L’engagement des médias en tant que composante de la société civile est fondamental en cette période électorale au Bénin pour faire progresser la responsabilité de protéger.
Car il convient de noter que la responsabilité de protéger est une norme pour prévenir et interrompre les atrocités de masse. Et ce Groupe cible préoccupe en cette période électorale de par sa capacité à modeler la vision de l’opinion. Quel rôle doivent jouer les journalistes en cette période cruciale pour la préservation de la paix, le respect des Droits de l’homme et la prévention des conflits.
I- L’engagement des médias est fondamental
Dans un Rapport publié en 2004 par le Groupe de personnalités éminentes sur les relations entre l’Organisation des Nations Unies et la société civile, rapport commandité par le Secrétaire Général des Nations Unies, M. Kofi Annan, et intitulé « Nous peuples : société civile, Organisation des Nations Unies et gouvernance mondiale », il est écrit que :
« Les conflits d’aujourd’hui semblent plus complexes que jamais.

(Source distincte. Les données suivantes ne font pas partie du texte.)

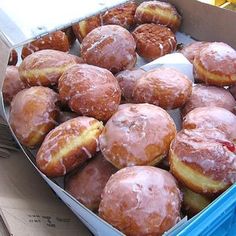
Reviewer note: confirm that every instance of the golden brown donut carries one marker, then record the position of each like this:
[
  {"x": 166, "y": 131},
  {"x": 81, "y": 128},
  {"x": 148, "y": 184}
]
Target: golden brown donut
[
  {"x": 141, "y": 200},
  {"x": 88, "y": 182},
  {"x": 57, "y": 40},
  {"x": 164, "y": 87},
  {"x": 204, "y": 160},
  {"x": 205, "y": 96},
  {"x": 154, "y": 41},
  {"x": 33, "y": 114},
  {"x": 216, "y": 65},
  {"x": 137, "y": 134},
  {"x": 159, "y": 13},
  {"x": 12, "y": 84},
  {"x": 45, "y": 67},
  {"x": 122, "y": 15},
  {"x": 68, "y": 145},
  {"x": 90, "y": 91},
  {"x": 111, "y": 47},
  {"x": 211, "y": 117},
  {"x": 126, "y": 80}
]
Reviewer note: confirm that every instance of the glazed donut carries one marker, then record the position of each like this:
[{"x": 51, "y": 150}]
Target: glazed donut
[
  {"x": 82, "y": 28},
  {"x": 159, "y": 13},
  {"x": 90, "y": 91},
  {"x": 33, "y": 114},
  {"x": 88, "y": 182},
  {"x": 141, "y": 200},
  {"x": 164, "y": 87},
  {"x": 45, "y": 67},
  {"x": 211, "y": 117},
  {"x": 126, "y": 80},
  {"x": 154, "y": 41},
  {"x": 12, "y": 84},
  {"x": 68, "y": 145},
  {"x": 111, "y": 47},
  {"x": 203, "y": 160},
  {"x": 57, "y": 41},
  {"x": 216, "y": 65},
  {"x": 123, "y": 15},
  {"x": 205, "y": 96},
  {"x": 137, "y": 134}
]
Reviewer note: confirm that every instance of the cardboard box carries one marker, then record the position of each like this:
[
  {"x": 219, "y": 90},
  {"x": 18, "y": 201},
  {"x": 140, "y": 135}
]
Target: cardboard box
[{"x": 199, "y": 21}]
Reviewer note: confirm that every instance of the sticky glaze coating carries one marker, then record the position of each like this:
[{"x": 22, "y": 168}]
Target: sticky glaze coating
[
  {"x": 12, "y": 84},
  {"x": 126, "y": 80},
  {"x": 141, "y": 200},
  {"x": 69, "y": 145},
  {"x": 204, "y": 160},
  {"x": 211, "y": 117},
  {"x": 88, "y": 182},
  {"x": 33, "y": 114},
  {"x": 90, "y": 90},
  {"x": 57, "y": 40},
  {"x": 137, "y": 134},
  {"x": 82, "y": 28},
  {"x": 45, "y": 67},
  {"x": 164, "y": 87},
  {"x": 154, "y": 41},
  {"x": 111, "y": 47},
  {"x": 159, "y": 13},
  {"x": 122, "y": 15},
  {"x": 205, "y": 96},
  {"x": 216, "y": 65}
]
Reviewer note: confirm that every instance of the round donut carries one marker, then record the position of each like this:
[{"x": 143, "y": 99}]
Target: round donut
[
  {"x": 216, "y": 65},
  {"x": 82, "y": 28},
  {"x": 33, "y": 114},
  {"x": 154, "y": 41},
  {"x": 164, "y": 87},
  {"x": 159, "y": 13},
  {"x": 122, "y": 15},
  {"x": 137, "y": 134},
  {"x": 205, "y": 96},
  {"x": 211, "y": 117},
  {"x": 68, "y": 145},
  {"x": 111, "y": 47},
  {"x": 126, "y": 80},
  {"x": 141, "y": 200},
  {"x": 12, "y": 84},
  {"x": 57, "y": 40},
  {"x": 203, "y": 160},
  {"x": 45, "y": 67},
  {"x": 88, "y": 182},
  {"x": 90, "y": 91}
]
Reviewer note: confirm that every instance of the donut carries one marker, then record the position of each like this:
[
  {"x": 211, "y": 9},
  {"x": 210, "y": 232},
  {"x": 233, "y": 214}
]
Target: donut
[
  {"x": 159, "y": 13},
  {"x": 141, "y": 200},
  {"x": 154, "y": 41},
  {"x": 164, "y": 87},
  {"x": 88, "y": 182},
  {"x": 68, "y": 145},
  {"x": 126, "y": 80},
  {"x": 137, "y": 134},
  {"x": 57, "y": 40},
  {"x": 90, "y": 91},
  {"x": 45, "y": 67},
  {"x": 205, "y": 96},
  {"x": 111, "y": 47},
  {"x": 122, "y": 15},
  {"x": 203, "y": 160},
  {"x": 211, "y": 117},
  {"x": 33, "y": 114},
  {"x": 216, "y": 64},
  {"x": 12, "y": 84},
  {"x": 82, "y": 28}
]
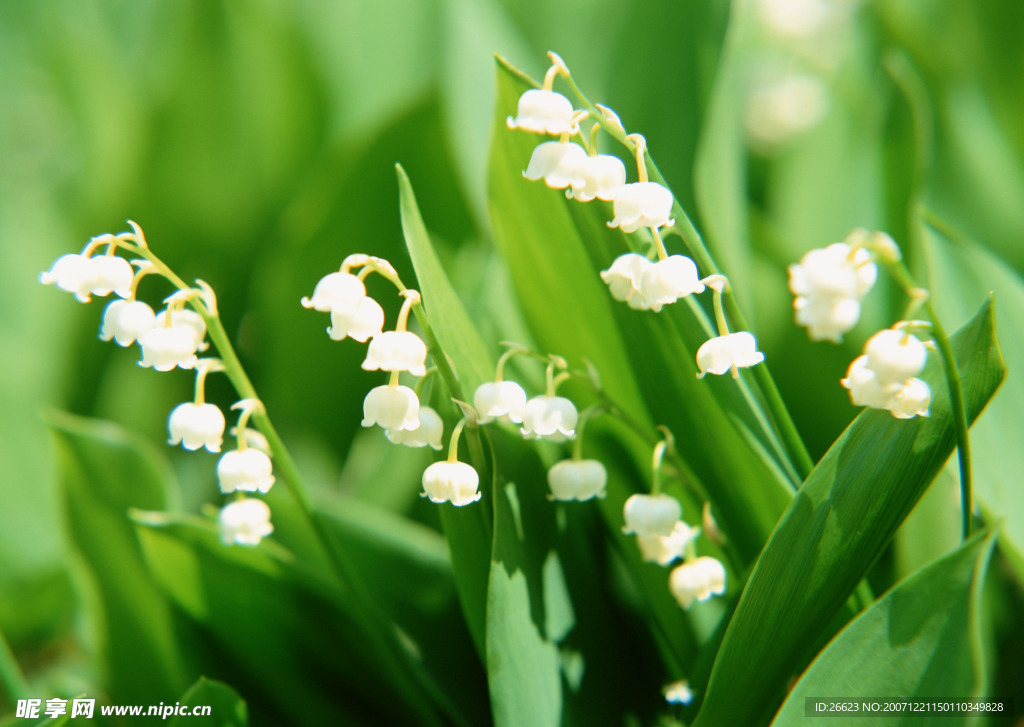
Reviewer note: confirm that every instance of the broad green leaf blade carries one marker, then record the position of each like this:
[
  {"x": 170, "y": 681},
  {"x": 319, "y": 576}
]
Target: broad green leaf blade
[
  {"x": 838, "y": 524},
  {"x": 226, "y": 708},
  {"x": 555, "y": 249},
  {"x": 104, "y": 471},
  {"x": 408, "y": 574},
  {"x": 468, "y": 529},
  {"x": 921, "y": 641},
  {"x": 247, "y": 600},
  {"x": 962, "y": 270}
]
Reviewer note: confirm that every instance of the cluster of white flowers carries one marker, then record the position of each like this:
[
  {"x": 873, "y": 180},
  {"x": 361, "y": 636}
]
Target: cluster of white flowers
[
  {"x": 664, "y": 538},
  {"x": 586, "y": 175},
  {"x": 828, "y": 285},
  {"x": 171, "y": 340},
  {"x": 885, "y": 376},
  {"x": 393, "y": 407}
]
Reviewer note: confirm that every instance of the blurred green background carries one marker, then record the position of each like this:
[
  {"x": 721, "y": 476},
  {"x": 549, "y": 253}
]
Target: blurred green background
[{"x": 254, "y": 141}]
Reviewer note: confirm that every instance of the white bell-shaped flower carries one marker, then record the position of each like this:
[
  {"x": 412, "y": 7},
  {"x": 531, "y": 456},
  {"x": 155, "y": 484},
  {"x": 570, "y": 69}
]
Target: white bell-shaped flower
[
  {"x": 248, "y": 470},
  {"x": 865, "y": 389},
  {"x": 669, "y": 280},
  {"x": 74, "y": 273},
  {"x": 244, "y": 522},
  {"x": 560, "y": 165},
  {"x": 642, "y": 205},
  {"x": 165, "y": 348},
  {"x": 697, "y": 580},
  {"x": 396, "y": 350},
  {"x": 364, "y": 324},
  {"x": 188, "y": 318},
  {"x": 826, "y": 318},
  {"x": 429, "y": 432},
  {"x": 126, "y": 321},
  {"x": 724, "y": 353},
  {"x": 112, "y": 273},
  {"x": 395, "y": 408},
  {"x": 454, "y": 482},
  {"x": 835, "y": 271},
  {"x": 651, "y": 514},
  {"x": 196, "y": 425},
  {"x": 665, "y": 549},
  {"x": 678, "y": 692},
  {"x": 895, "y": 356},
  {"x": 624, "y": 279},
  {"x": 913, "y": 399},
  {"x": 603, "y": 174},
  {"x": 578, "y": 479},
  {"x": 500, "y": 401},
  {"x": 339, "y": 292},
  {"x": 551, "y": 418},
  {"x": 544, "y": 113}
]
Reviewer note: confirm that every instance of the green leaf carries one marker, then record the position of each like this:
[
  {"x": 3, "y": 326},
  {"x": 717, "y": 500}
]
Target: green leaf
[
  {"x": 838, "y": 524},
  {"x": 247, "y": 601},
  {"x": 961, "y": 271},
  {"x": 468, "y": 529},
  {"x": 555, "y": 249},
  {"x": 921, "y": 641},
  {"x": 104, "y": 471},
  {"x": 226, "y": 708}
]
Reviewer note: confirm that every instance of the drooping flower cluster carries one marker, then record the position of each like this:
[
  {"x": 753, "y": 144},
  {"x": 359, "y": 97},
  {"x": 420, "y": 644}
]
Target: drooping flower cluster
[
  {"x": 168, "y": 340},
  {"x": 393, "y": 407},
  {"x": 643, "y": 205},
  {"x": 885, "y": 377},
  {"x": 828, "y": 285}
]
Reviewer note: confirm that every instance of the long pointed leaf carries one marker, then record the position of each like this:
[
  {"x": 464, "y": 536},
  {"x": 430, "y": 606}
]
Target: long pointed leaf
[{"x": 838, "y": 524}]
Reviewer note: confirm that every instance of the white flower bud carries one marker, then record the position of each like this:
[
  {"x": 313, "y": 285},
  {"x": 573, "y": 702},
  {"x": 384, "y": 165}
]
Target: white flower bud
[
  {"x": 363, "y": 325},
  {"x": 396, "y": 350},
  {"x": 651, "y": 514},
  {"x": 895, "y": 356},
  {"x": 164, "y": 348},
  {"x": 544, "y": 113},
  {"x": 642, "y": 205},
  {"x": 245, "y": 522},
  {"x": 865, "y": 389},
  {"x": 665, "y": 549},
  {"x": 912, "y": 400},
  {"x": 112, "y": 273},
  {"x": 72, "y": 272},
  {"x": 603, "y": 174},
  {"x": 248, "y": 470},
  {"x": 454, "y": 482},
  {"x": 578, "y": 479},
  {"x": 723, "y": 353},
  {"x": 668, "y": 281},
  {"x": 196, "y": 425},
  {"x": 429, "y": 432},
  {"x": 125, "y": 321},
  {"x": 500, "y": 401},
  {"x": 678, "y": 692},
  {"x": 560, "y": 165},
  {"x": 697, "y": 580},
  {"x": 391, "y": 408},
  {"x": 551, "y": 418},
  {"x": 826, "y": 318},
  {"x": 339, "y": 292},
  {"x": 624, "y": 279}
]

Pour y faire face, il faut d’énormes connaissances sur le terrain, de nouveaux outils, de nouvelles aptitudes en matière d’analyse sociale et culturelle, une participation active des populations locales et de leurs dirigeants, des liens avec les groupes vulnérables et des passerelles qui conduisent à l’intégration dans le processus de développement. Les organisations de la société civile sont souvent idéalement placées dans tous ces domaines ».
Il apparaît donc clairement que les gouvernements ne peuvent à eux seuls relever les défis que pose le monde d’aujourd’hui.
En effet, précisent les auteurs du Rapport cité plus haut, « en tant qu’organisations de masse (telles que les organisations de paysans, de femmes ou de retraités), syndicats, associations professionnelles, mouvements sociaux, organisations de peuples autochtones, organisations religieuses et spirituelles, associations d’universitaires et organisations non gouvernementales d’intérêt public, le rôle de la Société civile s’avère primordiale et déterminant ».
Les médias doivent donc jouer donc ce rôle fondamental, celui de veille citoyenne dans le cadre juridique et institutionnel des élections au Bénin. Le risque que court le peuple béninois réside dans le fait que les journalistes n’agissent pas suffisamment pour rappeler à chacun ses droits et devoirs ceci conformément à la loi. Leur implication est nécessaire voire indispensable dans ce processus où ils sont abondamment sollicités.
II- L’encadrement juridique des médias est nécessaire
Un processus électoral doit être conduit dans un contexte où la population peut pleinement profiter de tous ses droits politiques et de ses libertés fondamentales.
L’article147 de la Constitution du Bénin va reconnaître la primauté du droit international en postulant que Les traités ou accords régulièrement ratifiés ont, dès leur publication, une autorité supérieure à celle des lois, sous réserve, pour chaque accord ou traité, de son application par l’autre partie.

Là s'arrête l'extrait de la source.